Once you’re putting at least the minimum into retirement investing, and you have a healthy emergency fund at your local savings institution, then you can also invest in non-401k things. I shopped around and found a company that let you invest without big fees - in my case, at that time, it was Vanguard. There are more options now. I saved up the minimum amount to get started, which at the time was $2000. My birthday present to myself that year was buying into the fund I chose. Because I’m not a financial expert, I chose a fund that generally matched the market - the Vanguard 500. This was another “set it and forget it” plan. I let Vanguard figure out which were the best things to invest in for that fund, rather than spending a lot of time and effort trying to figure out what individual companies to invest in.
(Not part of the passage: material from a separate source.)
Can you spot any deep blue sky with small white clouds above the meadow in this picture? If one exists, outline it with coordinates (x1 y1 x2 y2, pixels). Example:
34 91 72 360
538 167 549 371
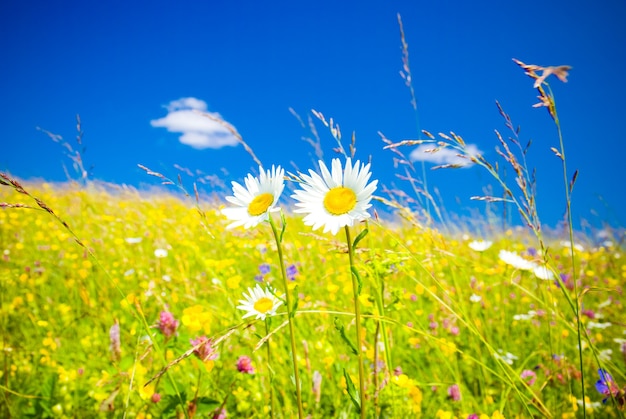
0 0 626 231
I think this is a good plan for most people who aren’t naturally inclined to spend a lot of time researching companies and the stock market.
Once I’d made the initial investment, I set up my Vanguard account to automatically pull $200 a month from my bank account, which was an amount that I felt I could afford. And that was it. I left it alone. Vanguard did a good job of managing the fund, I didn’t have to remember to add money regularly, and I earned interest on the initial $2000, the $200 they pulled every month, and the interest from every previous quarter that I’d held the investment. It all worked in the background without me having to do anything after I set it up. I signed up for a DRIP, a dividend reinvestment plan. So Vanguard never paid me anything directly - any time the stock paid dividends, it was added to the investment so I could earn even more. This also meant that I did not pay taxes as they didn’t pay me anything. I would, however, have to pay taxes when I eventually took the money out. The taxes would be far less than earnings when I eventually did take my money out, so that was all right.
That investment was the best birthday gift I ever got myself. It took me a while to save up the initial $2000, but after that it took no thought or effort on my part. For comparison, I started my 401k around 1997, at age 27. I started the Vanguard account in 2008, at age 38. So it took me quite a while to get to that point. In the meantime I bought a house (which was a good investment for me), and many things in my life changed that took money. I hope it would take you less than 11 years after starting retirement investing to get to the point of personal investing, but that’s how long it took me.
I’ve taken money out once to help with a house purchase. It was about $5000. Between my initial contribution, monthly contributions, that one withdrawal, and market changes, the account has over $70k in it. If I’d put my $2k and a monthly $200 under my mattress, and not taken that withdrawal? I’d have $30800. Investing it more than doubled the money. I’d have had to remember to add to it every month, and my mattress would be lumpy.